Our field has continued to grow; in order to accommodate this growth and also to efficiently house the expansion of our courses and other educational initiatives, we will be moving into a new building in Darien, Illinois right after this conference ends. The planning of this new home for the Academy was initiated during the presidential terms of Drs. Alex Chediak and Susie Esther, and Dr. Pat Strollo will preside over its grand opening. 

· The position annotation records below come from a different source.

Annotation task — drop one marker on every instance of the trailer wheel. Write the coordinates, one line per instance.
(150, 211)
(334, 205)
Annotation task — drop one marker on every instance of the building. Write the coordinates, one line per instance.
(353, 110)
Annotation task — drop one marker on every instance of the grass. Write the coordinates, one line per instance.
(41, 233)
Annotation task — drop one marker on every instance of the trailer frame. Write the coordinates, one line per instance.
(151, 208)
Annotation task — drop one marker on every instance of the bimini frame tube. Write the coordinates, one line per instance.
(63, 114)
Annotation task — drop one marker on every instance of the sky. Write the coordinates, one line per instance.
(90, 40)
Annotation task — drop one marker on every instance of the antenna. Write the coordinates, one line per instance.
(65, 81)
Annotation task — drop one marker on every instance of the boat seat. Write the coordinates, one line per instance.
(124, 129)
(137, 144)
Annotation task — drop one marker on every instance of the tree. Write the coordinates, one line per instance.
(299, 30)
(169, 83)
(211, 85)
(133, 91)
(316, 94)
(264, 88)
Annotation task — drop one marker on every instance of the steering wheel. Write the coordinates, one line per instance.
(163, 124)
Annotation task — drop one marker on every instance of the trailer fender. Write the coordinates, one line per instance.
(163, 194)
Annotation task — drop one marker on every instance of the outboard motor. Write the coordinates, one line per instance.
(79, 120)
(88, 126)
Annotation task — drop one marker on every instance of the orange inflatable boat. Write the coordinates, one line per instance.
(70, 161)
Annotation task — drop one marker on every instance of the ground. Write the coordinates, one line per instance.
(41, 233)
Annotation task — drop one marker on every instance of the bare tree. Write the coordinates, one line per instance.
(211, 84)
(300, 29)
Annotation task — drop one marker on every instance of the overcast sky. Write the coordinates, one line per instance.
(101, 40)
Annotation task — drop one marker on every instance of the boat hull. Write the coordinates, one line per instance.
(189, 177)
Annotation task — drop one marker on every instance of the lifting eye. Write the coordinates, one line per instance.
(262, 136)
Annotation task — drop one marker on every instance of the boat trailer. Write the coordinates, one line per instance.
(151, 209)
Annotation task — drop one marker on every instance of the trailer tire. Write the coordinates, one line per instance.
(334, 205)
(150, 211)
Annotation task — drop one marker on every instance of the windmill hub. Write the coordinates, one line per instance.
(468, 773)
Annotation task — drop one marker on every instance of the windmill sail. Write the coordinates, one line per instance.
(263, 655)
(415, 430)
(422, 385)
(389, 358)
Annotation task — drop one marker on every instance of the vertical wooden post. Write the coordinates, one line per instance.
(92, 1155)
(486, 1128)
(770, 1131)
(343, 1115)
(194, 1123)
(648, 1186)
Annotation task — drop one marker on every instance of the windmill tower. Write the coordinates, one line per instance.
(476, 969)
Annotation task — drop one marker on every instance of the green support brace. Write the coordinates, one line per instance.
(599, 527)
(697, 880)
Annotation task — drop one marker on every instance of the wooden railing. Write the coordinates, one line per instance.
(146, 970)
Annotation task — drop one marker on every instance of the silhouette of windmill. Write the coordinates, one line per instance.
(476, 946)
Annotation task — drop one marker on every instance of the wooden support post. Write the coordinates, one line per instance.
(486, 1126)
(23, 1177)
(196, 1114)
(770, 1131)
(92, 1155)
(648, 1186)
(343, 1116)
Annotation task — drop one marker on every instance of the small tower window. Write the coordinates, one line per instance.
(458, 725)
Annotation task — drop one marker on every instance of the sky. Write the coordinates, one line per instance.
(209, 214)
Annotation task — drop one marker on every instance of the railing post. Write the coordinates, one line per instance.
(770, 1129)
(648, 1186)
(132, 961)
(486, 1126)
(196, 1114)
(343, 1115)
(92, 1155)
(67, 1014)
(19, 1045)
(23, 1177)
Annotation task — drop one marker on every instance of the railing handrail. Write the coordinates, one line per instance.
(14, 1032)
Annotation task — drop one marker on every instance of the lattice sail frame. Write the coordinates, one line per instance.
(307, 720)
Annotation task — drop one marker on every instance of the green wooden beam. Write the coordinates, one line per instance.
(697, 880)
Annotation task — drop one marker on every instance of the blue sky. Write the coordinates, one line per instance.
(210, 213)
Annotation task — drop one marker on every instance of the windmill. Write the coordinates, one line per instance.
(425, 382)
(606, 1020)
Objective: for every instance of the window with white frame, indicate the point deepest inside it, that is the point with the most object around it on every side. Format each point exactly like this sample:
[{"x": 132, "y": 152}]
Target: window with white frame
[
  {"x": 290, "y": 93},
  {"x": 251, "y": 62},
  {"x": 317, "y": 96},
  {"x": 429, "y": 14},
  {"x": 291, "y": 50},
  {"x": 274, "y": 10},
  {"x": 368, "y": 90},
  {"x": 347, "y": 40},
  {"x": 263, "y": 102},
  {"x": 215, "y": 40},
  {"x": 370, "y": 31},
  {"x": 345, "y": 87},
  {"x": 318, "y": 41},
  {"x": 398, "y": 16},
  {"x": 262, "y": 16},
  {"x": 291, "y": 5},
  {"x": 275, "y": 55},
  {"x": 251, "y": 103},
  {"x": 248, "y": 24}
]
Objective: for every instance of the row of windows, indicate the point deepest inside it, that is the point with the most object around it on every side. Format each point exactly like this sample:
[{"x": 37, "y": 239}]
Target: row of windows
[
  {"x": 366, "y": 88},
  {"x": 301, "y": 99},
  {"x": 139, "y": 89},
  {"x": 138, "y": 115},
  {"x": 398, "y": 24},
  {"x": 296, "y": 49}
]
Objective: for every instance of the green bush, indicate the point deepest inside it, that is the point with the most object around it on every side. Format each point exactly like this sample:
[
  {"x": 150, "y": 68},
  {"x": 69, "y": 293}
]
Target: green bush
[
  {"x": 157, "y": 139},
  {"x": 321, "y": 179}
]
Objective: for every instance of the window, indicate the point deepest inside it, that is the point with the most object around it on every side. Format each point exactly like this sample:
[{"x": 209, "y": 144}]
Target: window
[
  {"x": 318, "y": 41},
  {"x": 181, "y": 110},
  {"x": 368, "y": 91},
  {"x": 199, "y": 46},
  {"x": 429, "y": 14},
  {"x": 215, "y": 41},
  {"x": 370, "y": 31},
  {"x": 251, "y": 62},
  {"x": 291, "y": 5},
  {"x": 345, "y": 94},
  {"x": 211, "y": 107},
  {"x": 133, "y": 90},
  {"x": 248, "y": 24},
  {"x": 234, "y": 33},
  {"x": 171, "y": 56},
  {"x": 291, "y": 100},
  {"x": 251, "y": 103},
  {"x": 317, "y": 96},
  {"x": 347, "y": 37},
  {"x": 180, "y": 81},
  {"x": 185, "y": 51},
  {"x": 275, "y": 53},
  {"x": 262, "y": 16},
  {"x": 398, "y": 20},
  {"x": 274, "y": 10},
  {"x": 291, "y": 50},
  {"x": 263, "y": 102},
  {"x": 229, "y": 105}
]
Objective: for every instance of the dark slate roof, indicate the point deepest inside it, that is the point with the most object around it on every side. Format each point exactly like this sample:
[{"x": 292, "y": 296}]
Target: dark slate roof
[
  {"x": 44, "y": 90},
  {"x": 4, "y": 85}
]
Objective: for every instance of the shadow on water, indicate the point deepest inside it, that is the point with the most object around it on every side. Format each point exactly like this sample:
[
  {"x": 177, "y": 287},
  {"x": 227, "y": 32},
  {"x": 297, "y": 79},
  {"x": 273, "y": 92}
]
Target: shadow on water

This past year has been a challenging one, yet at the same time both fun and extremely gratifying. What the year has taught me is that the sleep medicine field is in extremely good hands. We have brilliant clinicians and researchers who strive to make our field better, to ensure that it continues to rise in prominence, and, most importantly, who give their time freely to serve as dedicated teachers and mentors. My experience in working with the Board of Directors, committee chairs, and the general membership is that there is passion, enthusiasm, and boundless talent and creativity. This is truly the strength of our Academy. With a talented and dedicated staff, we will continue to expand our field and to attract the best minds to delve into the mysteries of sleep. At this time, I’d like to personally thank one member of the staff who has consistently done exemplarily work for Board of Directors and has assisted me a great deal this year. I appreciate Jordana’s attention to detail, promptness, diligence, and the overall fine quality of her work, and would like to present to her a small token of our appreciation.      
Despite the unprecedented challenges that lie ahead, this year has not diminished my optimism for our field. Although we might not always agree, I firmly believe that our members deeply care about the growth and success of the field of sleep medicine, and we are able to work together toward shared goals, setting aside our egos and self-interests. To conclude, the members of our Board have worked selflessly and tirelessly to serve the field; and I, like the rest of our membership, look forward to our Board leading us toward the bright future that lies ahead.    Thank you.